今月の特集曲

 「羽衣」の舞台
能楽「羽衣」では、静岡県清水市の(三保の松原)に天人が舞い降り駿河舞を舞って帰ってゆきますが、『駿河国風土記』の「三保松原」では漁師が羽衣を返さないので天女は漁師の妻になり、羽衣を見つけると天に帰ってしまいます。

『丹後国風土記』にも羽衣説話があります。
話のあらすじは天の八をとめが降りてきて水浴びをしていると、老夫婦がやってきて密かに1人の天女の羽衣を隠し、子供がないので養女になってくれと天女に頼みます。
天女は養女になりますので羽衣を返して下さいと言うと、老人は疑って羽衣を返せば天に上がるのではないかと言います。
すると、天人の心はまことを以って本とするのにどうして疑って羽衣を返してくれないのかと答えると、老夫婦は人間世界は裏切りが多いので言ったまでですと言って羽衣を返します。

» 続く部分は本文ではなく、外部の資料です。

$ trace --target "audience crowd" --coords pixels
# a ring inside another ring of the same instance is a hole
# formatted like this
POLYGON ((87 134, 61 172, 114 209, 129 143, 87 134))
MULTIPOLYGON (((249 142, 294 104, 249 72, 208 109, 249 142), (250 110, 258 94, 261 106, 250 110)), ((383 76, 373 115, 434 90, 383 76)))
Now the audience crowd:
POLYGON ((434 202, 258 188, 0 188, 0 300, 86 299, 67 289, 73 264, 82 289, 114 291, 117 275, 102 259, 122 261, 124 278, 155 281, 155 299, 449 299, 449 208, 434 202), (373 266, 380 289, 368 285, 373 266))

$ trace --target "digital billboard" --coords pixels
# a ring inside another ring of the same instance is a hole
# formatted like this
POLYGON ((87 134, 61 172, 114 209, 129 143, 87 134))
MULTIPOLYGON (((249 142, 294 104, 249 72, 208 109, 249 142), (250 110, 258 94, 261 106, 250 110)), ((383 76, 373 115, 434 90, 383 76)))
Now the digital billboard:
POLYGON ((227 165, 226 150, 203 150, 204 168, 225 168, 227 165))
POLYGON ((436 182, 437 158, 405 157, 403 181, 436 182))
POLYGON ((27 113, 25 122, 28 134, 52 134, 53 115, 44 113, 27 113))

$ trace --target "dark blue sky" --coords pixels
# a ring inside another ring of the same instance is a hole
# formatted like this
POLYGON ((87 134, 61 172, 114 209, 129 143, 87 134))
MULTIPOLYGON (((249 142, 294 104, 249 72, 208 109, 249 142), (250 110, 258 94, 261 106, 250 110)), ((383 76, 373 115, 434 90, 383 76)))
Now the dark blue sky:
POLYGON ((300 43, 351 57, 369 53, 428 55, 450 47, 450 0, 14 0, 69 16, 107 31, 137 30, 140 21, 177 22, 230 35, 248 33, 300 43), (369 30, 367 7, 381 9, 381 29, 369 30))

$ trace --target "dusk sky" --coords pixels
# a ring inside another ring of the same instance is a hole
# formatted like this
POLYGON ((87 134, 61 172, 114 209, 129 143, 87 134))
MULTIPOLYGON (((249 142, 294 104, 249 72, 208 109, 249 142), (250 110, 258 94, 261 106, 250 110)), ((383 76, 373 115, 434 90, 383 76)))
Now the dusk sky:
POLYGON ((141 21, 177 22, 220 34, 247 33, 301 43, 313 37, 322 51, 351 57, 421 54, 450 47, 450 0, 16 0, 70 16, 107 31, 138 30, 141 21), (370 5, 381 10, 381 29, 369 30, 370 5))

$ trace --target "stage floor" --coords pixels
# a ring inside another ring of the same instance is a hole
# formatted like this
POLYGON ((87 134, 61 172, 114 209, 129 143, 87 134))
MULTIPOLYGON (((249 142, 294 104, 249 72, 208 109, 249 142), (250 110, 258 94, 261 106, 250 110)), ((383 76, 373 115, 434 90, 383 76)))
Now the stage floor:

この天女は酒を作ることが上手で、また高い所に水をひくのが上手だったので、村は天女のおかげで豊かになり老夫婦も豊かになったのですが、老夫婦は置いてあげただけなので出て行ってくれと言います。
すると天女は嘆いて、貴方達が頼んだから残ってあげたのにと言いながらもやむを得ず出て行きますが、最後に奈具の村にやってきて、村人達に慰められて、やっとその地にとどまりました。それが豊宇賀能売命です。

『丹後国風土記』の中で老夫婦が天人を疑うところがありますが、能「羽衣」にも同じようなやりとりがあるところが面白いですね。

(文責:麗華)
 「羽衣」に使われる作り物・小道具
「羽衣」に作り物があったかな?はて?と思っていたら、ありました、天人の羽衣を掛けておく「松ノ立木」が必要でした。

「羽衣」といえば「和合之舞」「彩色之伝」の小書きの場合が多くて、常の「羽衣」を忘れがちになります(私だけでしょうか)。「和合之舞」「彩色之伝」は「松ノ木台」を用いない、一ノ松の匂欄に長絹を掛ける演出なのです。

作り物として登場する樹木は、「石橋」の牡丹のように一畳台の隅に木を立てる形式と、「羽衣」の松のように立木台に固定する形式があります。また立木台の台輪の形には流儀により角台と丸台があり、観世流と宝生流では角台を用いるようです。しかし「松風」の松など台の回りを回る所作がある時は、丸台を用いるようです。
ついでながら樹木ではありませんが、「賀茂」の矢も、この同じ立木台に立てられます。